Matthew 3:1 - 12
In those days John the Baptist came, preaching in the wilderness of Judea and saying, “Repent, for the kingdom of heaven has come near.” This is he who was spoken of through the prophet Isaiah:
“A voice of one calling in the wilderness,
‘Prepare the way for the Lord,
make straight paths for him.’”
John’s clothes were made of camel’s hair, and he had a leather belt around his waist. His food was locusts and wild honey. People went out to him from Jerusalem and all Judea and the whole region of the Jordan. Confessing their sins, they were baptized by him in the Jordan River.
But when he saw many of the Pharisees and Sadducees coming to where he was baptizing, he said to them: “You brood of vipers! Who warned you to flee from the coming wrath? Produce fruit in keeping with repentance. And do not think you can say to yourselves, ‘We have Abraham as our father.’ I tell you that out of these stones God can raise up children for Abraham. The ax is already at the root of the trees, and every tree that does not produce good fruit will be cut down and thrown into the fire.
“I baptize you with water for repentance. But after me comes one who is more powerful than I, whose sandals I am not worthy to carry. He will baptize you with the Holy Spirit and fire. His winnowing fork is in his hand, and he will clear his threshing floor, gathering his wheat into the barn and burning up the chaff with unquenchable fire.”
It's Advent. You knew John the Baptist would show up at some point!
John makes an appearance during the season of Lent when we consider purification and cleansing.
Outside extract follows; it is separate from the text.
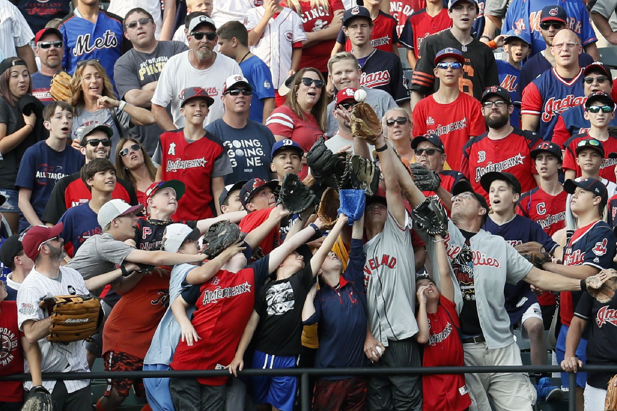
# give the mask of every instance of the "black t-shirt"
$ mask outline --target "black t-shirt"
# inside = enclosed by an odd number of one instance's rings
[[[587,362],[606,364],[617,362],[617,297],[605,303],[599,302],[589,293],[583,293],[574,310],[574,315],[589,322],[591,329],[587,343]],[[587,383],[592,387],[607,389],[615,373],[588,372]]]
[[[304,268],[289,278],[270,281],[262,288],[255,299],[255,310],[259,314],[256,349],[275,355],[300,354],[302,307],[313,280],[310,261],[307,261]]]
He shows up during Advent because his basic message is, "The Promised One is coming. Get ready!"
His message, "One is coming after me," harmonizes with the basic Advent prayer, "Come, Lord Jesus!"
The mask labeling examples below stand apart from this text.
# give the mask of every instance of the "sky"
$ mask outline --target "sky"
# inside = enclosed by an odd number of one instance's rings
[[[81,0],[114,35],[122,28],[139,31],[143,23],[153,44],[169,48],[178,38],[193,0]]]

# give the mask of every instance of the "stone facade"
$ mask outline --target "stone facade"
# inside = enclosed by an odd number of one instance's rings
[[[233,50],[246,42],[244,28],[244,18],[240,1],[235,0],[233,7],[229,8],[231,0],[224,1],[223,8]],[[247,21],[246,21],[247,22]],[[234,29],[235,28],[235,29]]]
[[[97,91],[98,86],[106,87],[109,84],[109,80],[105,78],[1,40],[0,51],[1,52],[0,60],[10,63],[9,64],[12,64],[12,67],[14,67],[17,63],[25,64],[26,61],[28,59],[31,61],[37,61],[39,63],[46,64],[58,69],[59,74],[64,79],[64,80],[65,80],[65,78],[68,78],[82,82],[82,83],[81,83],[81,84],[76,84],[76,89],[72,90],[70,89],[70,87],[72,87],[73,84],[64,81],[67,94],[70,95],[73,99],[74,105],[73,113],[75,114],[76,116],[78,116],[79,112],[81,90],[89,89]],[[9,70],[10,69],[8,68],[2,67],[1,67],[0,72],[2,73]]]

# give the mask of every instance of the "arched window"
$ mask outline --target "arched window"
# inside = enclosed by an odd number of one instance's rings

Several elements of the passage strike me as important for Advent and spiritual understanding. I'd really like to say something about John's idea of Jesus' coming. He had a skewed understanding of what the coming of Jesus would be about. John imagined Jesus would be about judgment, separation and violence -- "wrath," "chopping down trees," and "fire." I'm tempted to go there, but I'll save that for another time.
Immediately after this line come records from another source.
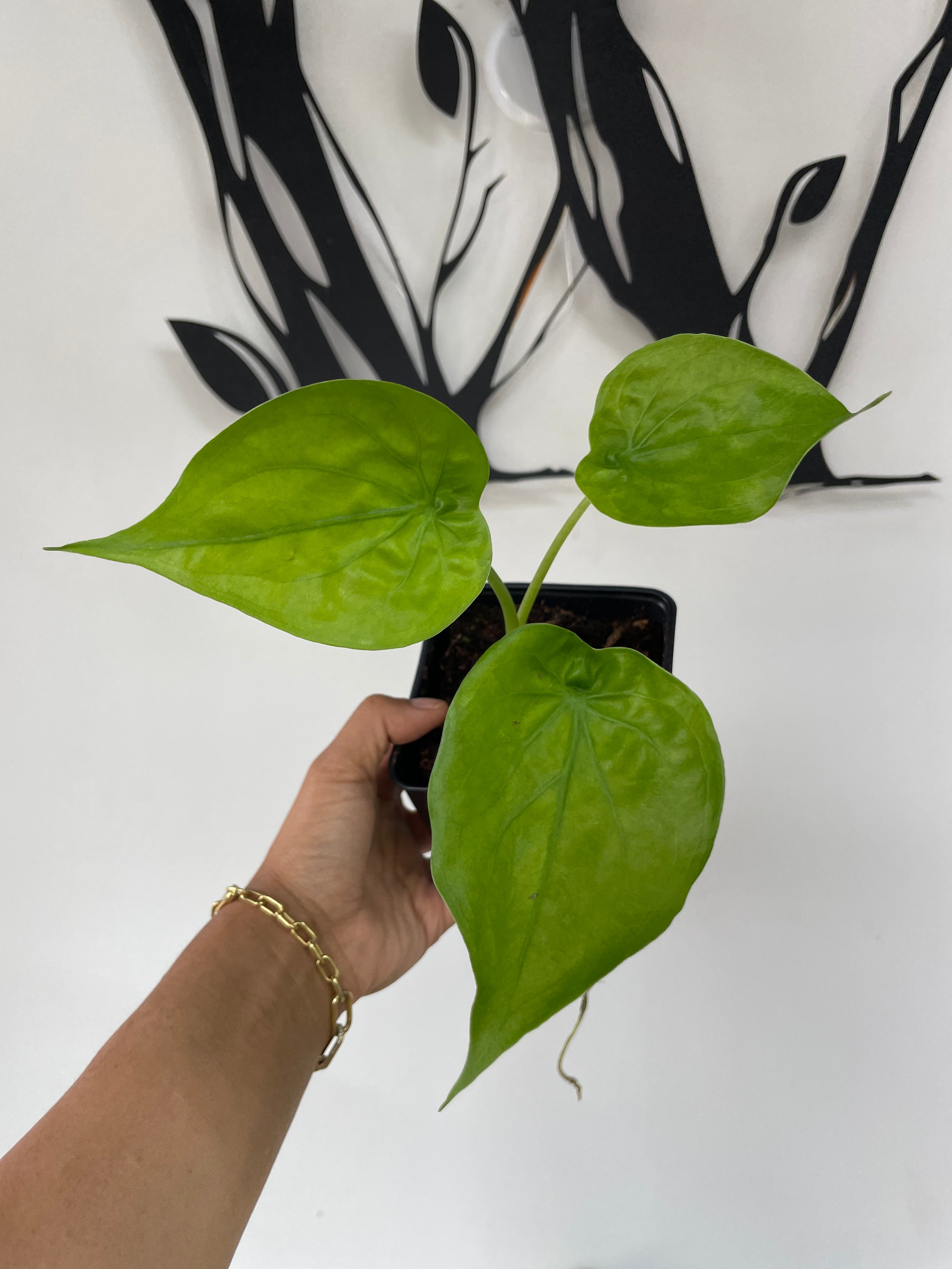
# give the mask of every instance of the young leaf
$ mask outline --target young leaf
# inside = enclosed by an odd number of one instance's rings
[[[447,1100],[666,929],[722,801],[707,711],[640,652],[533,624],[481,657],[429,788],[433,876],[476,976]]]
[[[608,374],[575,480],[599,511],[626,524],[754,520],[807,449],[853,418],[809,374],[763,349],[673,335]]]
[[[220,433],[145,520],[58,549],[141,565],[319,643],[402,647],[482,589],[487,478],[475,433],[432,397],[315,383]]]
I do want to say a word about John's idea of repentance. For John, repentance was about leveling paths, or "making paths straight."
Repentance literally means to take on a larger mind, or to go beyond the mind you currently have.
Put another way, we each have life-assumptions out of which we do life day by day. Those life-assumptions provide a kind of reliable framework for us. That framework is comfortable because it has been shaped over the span of our lifetime. It includes how we think about life, how we feel about certain people and situations, and how we see and interpret life-events. To live with this framework -- or mind -- keeps us small. As long as we stay confined in our own experiences and ideas about how life is shaped, we cannot join God in the larger dance of peace, reconciliation, compassion and love . . . what Jesus called the "kingdom of God."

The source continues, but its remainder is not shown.